Que dire s'agissant du Conseil constitutionnel qui devait se prononcer en 2009 sur la légalité d'une ordonnance portant délimitation des circonscriptions pour l'élection des députés ?

Le juge administratif a eu l'occasion de se prononcer en matière de découpage de circonscriptions électorales, en particulier sur la légalité des modifications des cantons au regard du critère démographique. Les choses sont liées. Dans les conclusions qu'il a prononcées pour l'affaire de la commune de Fontenay-sous-Bois – Conseil d'État du 13 novembre 1977, page 448 – le commissaire du Gouvernement, M. Franc, avait réservé l'hypothèse d'un contrôle de l'erreur manifeste permettant de censurer à l'aune des disparités démographiques des découpages manifestement inégalitaires ou délibérément arbitraires – Confer AJDA avril 1978, page 209.

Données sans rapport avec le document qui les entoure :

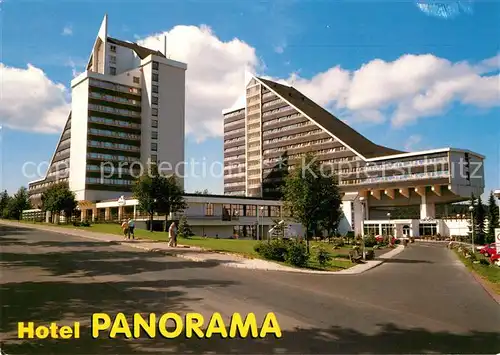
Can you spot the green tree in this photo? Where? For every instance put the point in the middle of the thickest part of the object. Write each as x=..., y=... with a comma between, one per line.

Dans cette affaire particulière, il a été jugé que l'objectif de diminuer les disparités quantitatives de population entre les cantons les plus peuplés et les cantons les moins peuplés d'un département était un motif d'intérêt général justifiant légalement un nouveau découpage.

Pour le Conseil d'État, l'aggravation des disparités démographiques se mesure corrélativement au regard de deux critères : d'une part, celui de la moyenne départementale, de sorte que tout découpage qui a pour effet d'éloigner davantage les cantons du département de cette moyenne est censuré par le juge administratif – Conseil d'État, 13 décembre 1991, département de Loir-et-Cher, requête n° 125-161, page 442 – ; d'autre part, celui des effets relatif du découpage. Le maintien d'une moyenne départementale à l'identique peut en effet camoufler des transferts de populations entre cantons ayant pour effet d'accroître les disparités ponctuelles.

Le Conseil d'État a ainsi sanctionné des découpages qui avaient pour effet d'augmenter les disparités, soit entre des cantons de la zone remodelée, Conseil d'État du 12 juillet 1979, commune de Sarcelles, soit des cantons d'une même zone géographique du département, Conseil d'État du 23 octobre 1985, commune d'Allos, page 298.

Il apparaît, à l'examen de cette jurisprudence, que le Conseil d'État ne s'intéresse qu'à l'aggravation des disparités démographiques pour apprécier la légalité d'une modification des limites d'un canton. Mais le juge administratif a eu également à se prononcer dans un contentieux propre au redécoupage et ce dans la perspective de garantir le principe de l'équilibre territorial des circonscriptions.

Ce faisant, le Conseil d'État apporte sa pierre s'agissant du contrôle de la sanction qu'il convient d'apporter à l'inégale représentation du suffrage – Confer la note de M. Bernard Maligner, ingénieur d'études au CNRS, droit administratif d'avril 1992.